2. Background of the Art

Wellbores or wells are drilled in subsurface formations for the production of hydrocarbons (oil and gas). Modern wells can extend to great well depths, often more than 1500 meters. Hydrocarbons are trapped in various traps in the subsurface formations at different depths. Such sections of the formation are referred to as reservoirs or hydrocarbon-bearing formations or zones. Some formations have high mobility, which is a measure of the ease of the hydrocarbons flow from the reservoir into a well drilled through the reservoir under natural downhole pressures. Some formations have low mobility and the hydrocarbons trapped therein are unable to move with ease from the reservoir into the well. Stimulation methods are typically employed to improve the mobility of the hydrocarbons through the reservoirs. One such method, referred to as fracturing and packing (also referred to as “frac/pack”), is often utilized to create cracks in the rock in the reservoir and pack it with sand to enable the fluid from the formation (formation fluid) to flow from the reservoir into the wellbore. To frac/pack multiple zones, an assembly containing an outer string with an inner string therein is run in or deployed in the wellbore. The outer string is conveyed in the wellbore with a tubing (pipe) attached to its upper end and it includes various devices corresponding to each zone to be fractured for supplying a fluid with proppant to each such zone. The inner string includes devices attached to a tubing to operate certain devices in the outer string and facilitate fracturing and/or other well treatment operations. For selectively treating a zone in a multi-zone wellbore, it is desirable to have an inner sting that can be selectively set corresponding to any zone in a multi-zone well and perform a well operation at such selected zone.
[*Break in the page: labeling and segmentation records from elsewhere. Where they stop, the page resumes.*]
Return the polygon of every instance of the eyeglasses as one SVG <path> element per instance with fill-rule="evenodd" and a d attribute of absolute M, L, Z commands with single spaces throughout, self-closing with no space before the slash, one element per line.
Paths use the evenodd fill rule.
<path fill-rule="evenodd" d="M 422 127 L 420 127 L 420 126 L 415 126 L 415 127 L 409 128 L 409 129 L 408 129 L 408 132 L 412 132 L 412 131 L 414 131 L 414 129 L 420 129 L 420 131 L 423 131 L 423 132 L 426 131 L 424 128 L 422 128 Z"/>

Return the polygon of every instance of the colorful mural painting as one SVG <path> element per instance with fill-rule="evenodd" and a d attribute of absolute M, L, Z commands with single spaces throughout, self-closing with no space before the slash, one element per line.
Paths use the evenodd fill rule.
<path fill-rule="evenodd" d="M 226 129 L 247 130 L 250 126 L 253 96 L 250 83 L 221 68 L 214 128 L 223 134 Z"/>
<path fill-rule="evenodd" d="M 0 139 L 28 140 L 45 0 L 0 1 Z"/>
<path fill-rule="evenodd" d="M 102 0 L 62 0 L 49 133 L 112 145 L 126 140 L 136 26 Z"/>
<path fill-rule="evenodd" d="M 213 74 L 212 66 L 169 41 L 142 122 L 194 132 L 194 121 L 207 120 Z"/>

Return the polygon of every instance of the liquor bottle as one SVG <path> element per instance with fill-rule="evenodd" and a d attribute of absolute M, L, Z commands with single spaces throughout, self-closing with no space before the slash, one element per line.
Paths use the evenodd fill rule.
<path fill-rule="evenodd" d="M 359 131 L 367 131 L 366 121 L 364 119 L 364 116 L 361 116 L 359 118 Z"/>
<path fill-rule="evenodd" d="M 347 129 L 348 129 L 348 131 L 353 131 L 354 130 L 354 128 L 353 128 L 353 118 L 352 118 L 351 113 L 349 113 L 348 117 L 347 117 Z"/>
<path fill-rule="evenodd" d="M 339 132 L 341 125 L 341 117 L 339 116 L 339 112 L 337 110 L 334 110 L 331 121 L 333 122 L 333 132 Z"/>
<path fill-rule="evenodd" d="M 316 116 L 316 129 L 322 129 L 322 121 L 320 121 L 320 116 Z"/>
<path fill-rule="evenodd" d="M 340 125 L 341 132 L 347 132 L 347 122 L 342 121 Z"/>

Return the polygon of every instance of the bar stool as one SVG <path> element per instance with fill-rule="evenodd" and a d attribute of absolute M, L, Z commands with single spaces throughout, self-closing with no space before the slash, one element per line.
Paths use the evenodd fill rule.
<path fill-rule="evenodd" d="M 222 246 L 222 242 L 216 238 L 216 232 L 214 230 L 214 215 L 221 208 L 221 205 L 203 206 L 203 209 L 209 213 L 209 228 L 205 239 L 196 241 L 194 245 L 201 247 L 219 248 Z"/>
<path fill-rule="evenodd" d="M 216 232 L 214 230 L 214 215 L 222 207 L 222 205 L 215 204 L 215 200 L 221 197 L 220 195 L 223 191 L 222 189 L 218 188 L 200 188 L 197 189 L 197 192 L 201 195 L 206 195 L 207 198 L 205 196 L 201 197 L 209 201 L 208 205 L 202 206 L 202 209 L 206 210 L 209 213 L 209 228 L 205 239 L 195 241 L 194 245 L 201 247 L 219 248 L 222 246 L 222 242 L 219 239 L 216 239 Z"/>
The disclosure herein provides apparatus and methods for treating multiple zones along a wellbore and pack such zones with a proppant to enable efficient to flow of the fluid from the formation to a wellbore.

SUMMARY

In one aspect, an apparatus for selectively treating a plurality of zones around a wellbore is disclosed that in one non-limiting embodiment includes an outer string for placement in the wellbore, the outer string including a packer above a flow port corresponding to each zone, wherein each packer is configured to be set independently and the flow port is configured to supply a treatment fluid to its corresponding zone when such flow port is open, an activation device coupled to each packer, wherein each such activation device is configured to be independently activated to set its corresponding isolation packer, and an inner string for placement in the outer string, the inner string including a frac port for supplying a fluid under pressure to each flow port.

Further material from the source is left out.